1) 2007 bis 2013: 22 Prozent, für 2014 bis 2020 geplant: 25 Prozent.

2) Vgl. KOM (2010) 2020 endgültig vom 3. März 2010.

3) Download bei: http://www.bmi.bund.de/DE/VeroeffDokumente/Veroeffentlichungen/veroeffentlichungen_node.html P
4)a.a. O. Vorwort S. 4.

5)Vgl. die in Abbildung 2 zitierte LSE Studie S. 43.

6) Das im zweiten Krisenjahr 2008 privat initiierte und finanzierte Institute for New Economic Thinking (INET) bietet diesem Engagement ein Sammelbecken. Das INET veranstaltete Mitte April 2012 in Berlin einen Kongress unter dem Motto "Paradigm Lost": http://ineteconomics.org/conference/berlin/program

7) Vgl. Ray Dalio/Man and Machine/The economic ideas of the world's most successful hedge-fund boss. In: The Economist, March 10th, 2012, pp. 70.

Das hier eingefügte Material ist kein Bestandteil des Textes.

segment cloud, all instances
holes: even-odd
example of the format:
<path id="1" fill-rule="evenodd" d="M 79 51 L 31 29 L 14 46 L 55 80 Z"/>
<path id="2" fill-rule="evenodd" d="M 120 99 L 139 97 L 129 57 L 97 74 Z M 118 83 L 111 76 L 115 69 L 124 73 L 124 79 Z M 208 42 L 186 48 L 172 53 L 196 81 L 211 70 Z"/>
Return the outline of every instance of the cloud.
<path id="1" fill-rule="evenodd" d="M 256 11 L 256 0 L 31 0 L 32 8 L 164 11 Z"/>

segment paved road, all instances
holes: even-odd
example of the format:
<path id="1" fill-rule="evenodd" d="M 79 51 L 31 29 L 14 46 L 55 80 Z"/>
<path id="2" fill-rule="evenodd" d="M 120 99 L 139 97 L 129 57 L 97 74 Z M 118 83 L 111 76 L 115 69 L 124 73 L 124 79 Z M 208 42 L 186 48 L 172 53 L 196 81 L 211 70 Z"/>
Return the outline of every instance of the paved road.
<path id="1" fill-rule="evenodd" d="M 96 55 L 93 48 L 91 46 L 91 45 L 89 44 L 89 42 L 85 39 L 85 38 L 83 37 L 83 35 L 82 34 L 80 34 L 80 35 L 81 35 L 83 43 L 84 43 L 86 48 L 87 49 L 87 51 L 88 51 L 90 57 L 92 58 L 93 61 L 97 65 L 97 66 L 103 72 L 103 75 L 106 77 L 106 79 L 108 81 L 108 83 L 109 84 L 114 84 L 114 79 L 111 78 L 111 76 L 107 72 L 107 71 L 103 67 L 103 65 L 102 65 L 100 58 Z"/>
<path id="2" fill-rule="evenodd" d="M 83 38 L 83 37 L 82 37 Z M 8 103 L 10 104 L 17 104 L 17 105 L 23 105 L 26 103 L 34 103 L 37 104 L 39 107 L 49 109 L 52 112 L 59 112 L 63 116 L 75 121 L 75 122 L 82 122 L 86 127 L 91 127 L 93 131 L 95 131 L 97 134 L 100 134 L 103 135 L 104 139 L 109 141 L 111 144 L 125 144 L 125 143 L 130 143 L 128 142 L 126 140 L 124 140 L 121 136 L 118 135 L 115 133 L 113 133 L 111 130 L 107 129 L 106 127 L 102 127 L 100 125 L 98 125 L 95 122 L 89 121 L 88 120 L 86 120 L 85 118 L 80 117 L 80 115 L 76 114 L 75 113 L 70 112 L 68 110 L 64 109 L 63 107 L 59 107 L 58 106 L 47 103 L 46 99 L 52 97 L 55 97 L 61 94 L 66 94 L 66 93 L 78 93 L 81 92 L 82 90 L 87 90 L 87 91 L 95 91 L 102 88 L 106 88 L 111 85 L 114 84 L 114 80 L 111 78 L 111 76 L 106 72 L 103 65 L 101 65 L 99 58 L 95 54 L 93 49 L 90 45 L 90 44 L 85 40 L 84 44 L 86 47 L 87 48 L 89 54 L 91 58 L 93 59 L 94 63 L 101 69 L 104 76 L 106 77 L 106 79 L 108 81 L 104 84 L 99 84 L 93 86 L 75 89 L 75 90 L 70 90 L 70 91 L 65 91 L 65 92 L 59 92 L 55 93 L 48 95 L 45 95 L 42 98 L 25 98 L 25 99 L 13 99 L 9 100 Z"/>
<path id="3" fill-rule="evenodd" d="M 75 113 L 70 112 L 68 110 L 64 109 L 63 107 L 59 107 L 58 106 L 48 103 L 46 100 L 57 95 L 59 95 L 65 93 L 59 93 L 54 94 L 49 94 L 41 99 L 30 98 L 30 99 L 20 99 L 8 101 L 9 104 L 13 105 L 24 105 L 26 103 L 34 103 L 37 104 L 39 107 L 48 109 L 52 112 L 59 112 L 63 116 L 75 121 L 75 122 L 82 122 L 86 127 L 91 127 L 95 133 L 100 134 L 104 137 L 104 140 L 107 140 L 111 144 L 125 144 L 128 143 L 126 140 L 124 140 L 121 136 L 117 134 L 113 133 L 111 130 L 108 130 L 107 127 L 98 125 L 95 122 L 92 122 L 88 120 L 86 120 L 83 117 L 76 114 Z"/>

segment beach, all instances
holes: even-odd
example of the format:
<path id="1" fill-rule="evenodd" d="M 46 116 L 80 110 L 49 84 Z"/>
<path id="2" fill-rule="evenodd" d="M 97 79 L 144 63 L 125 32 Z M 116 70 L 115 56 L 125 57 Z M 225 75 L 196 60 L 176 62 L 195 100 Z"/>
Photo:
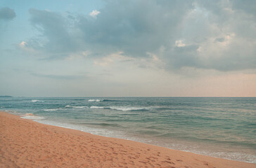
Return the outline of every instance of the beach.
<path id="1" fill-rule="evenodd" d="M 256 167 L 0 112 L 0 167 Z"/>

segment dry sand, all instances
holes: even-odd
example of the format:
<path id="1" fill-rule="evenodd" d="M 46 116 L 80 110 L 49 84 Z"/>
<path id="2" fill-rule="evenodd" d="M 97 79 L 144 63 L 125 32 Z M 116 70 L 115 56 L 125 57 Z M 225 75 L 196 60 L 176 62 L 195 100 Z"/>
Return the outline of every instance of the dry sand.
<path id="1" fill-rule="evenodd" d="M 0 112 L 0 167 L 256 167 Z"/>

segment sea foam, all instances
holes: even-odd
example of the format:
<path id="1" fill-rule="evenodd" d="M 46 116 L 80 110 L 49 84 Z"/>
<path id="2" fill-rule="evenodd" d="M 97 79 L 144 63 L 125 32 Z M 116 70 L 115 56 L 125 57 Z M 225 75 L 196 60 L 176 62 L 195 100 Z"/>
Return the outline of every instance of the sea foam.
<path id="1" fill-rule="evenodd" d="M 24 119 L 30 119 L 30 120 L 43 120 L 45 119 L 44 117 L 36 116 L 33 113 L 26 113 L 24 116 L 20 117 Z"/>
<path id="2" fill-rule="evenodd" d="M 89 102 L 102 102 L 103 100 L 100 100 L 100 99 L 89 99 L 88 100 Z"/>
<path id="3" fill-rule="evenodd" d="M 35 102 L 44 102 L 44 101 L 33 99 L 33 100 L 31 100 L 31 102 L 32 102 L 32 103 L 35 103 Z"/>

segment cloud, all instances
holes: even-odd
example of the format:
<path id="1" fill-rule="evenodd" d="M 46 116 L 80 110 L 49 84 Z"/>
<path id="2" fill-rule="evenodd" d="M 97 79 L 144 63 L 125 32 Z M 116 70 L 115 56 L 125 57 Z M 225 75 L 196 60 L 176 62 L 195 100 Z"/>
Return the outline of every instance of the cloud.
<path id="1" fill-rule="evenodd" d="M 101 12 L 100 11 L 98 11 L 98 10 L 92 10 L 92 12 L 91 13 L 90 13 L 90 16 L 91 16 L 92 18 L 96 18 L 96 17 L 97 17 L 97 15 L 98 15 L 98 14 L 100 14 L 101 13 Z"/>
<path id="2" fill-rule="evenodd" d="M 49 57 L 65 57 L 79 50 L 76 31 L 70 19 L 58 13 L 30 9 L 30 22 L 41 36 L 27 41 L 27 46 Z"/>
<path id="3" fill-rule="evenodd" d="M 0 8 L 0 20 L 10 20 L 16 17 L 13 9 L 8 7 Z"/>
<path id="4" fill-rule="evenodd" d="M 37 77 L 52 78 L 55 80 L 74 80 L 74 79 L 84 79 L 88 78 L 88 76 L 76 76 L 76 75 L 41 74 L 37 73 L 31 73 L 30 74 Z"/>
<path id="5" fill-rule="evenodd" d="M 30 20 L 42 38 L 26 41 L 26 46 L 61 59 L 89 50 L 87 57 L 99 64 L 109 64 L 109 55 L 122 51 L 145 60 L 155 55 L 165 62 L 160 68 L 170 71 L 256 69 L 255 3 L 243 3 L 108 1 L 101 12 L 67 17 L 32 8 Z"/>

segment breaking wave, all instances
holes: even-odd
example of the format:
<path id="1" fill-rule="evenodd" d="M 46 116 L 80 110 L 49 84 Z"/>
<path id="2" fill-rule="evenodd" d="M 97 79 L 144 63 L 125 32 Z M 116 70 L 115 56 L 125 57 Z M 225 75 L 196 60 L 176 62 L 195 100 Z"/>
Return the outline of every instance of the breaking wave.
<path id="1" fill-rule="evenodd" d="M 33 113 L 26 113 L 24 116 L 20 117 L 24 119 L 30 119 L 30 120 L 43 120 L 45 119 L 43 117 L 36 116 Z"/>
<path id="2" fill-rule="evenodd" d="M 31 102 L 32 103 L 35 103 L 35 102 L 44 102 L 44 101 L 34 99 L 34 100 L 31 100 Z"/>

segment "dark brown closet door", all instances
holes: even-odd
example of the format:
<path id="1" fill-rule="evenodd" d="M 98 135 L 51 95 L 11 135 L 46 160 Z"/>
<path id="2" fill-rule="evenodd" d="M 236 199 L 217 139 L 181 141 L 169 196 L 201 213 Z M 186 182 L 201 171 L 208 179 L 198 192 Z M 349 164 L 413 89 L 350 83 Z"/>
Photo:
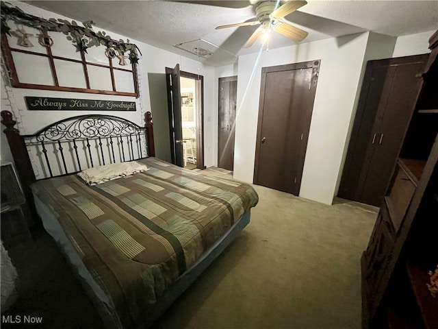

8) Vgl. Mastering the Machine. In: The New Yorker, July 25th, 2011 online: http://www.newyorker.com/reporting/2011/07/25/110725fa_fact_cassidy

9) Vgl. Ray Dalio: Why Countries Succeed and Fail Economically. Download unter: http://www.bwater. com/home/research--press/a-template-forunderstanding--papers.aspx; Ähnlich Prof. Wendy Carlin vom University College London und Centre for Economic Policy Research am 13. April 2012 auf dem Berliner INET-Kongress in ihrem Beitrag: The Future of Europe - North and South. Download über Link bei Fußnote 6.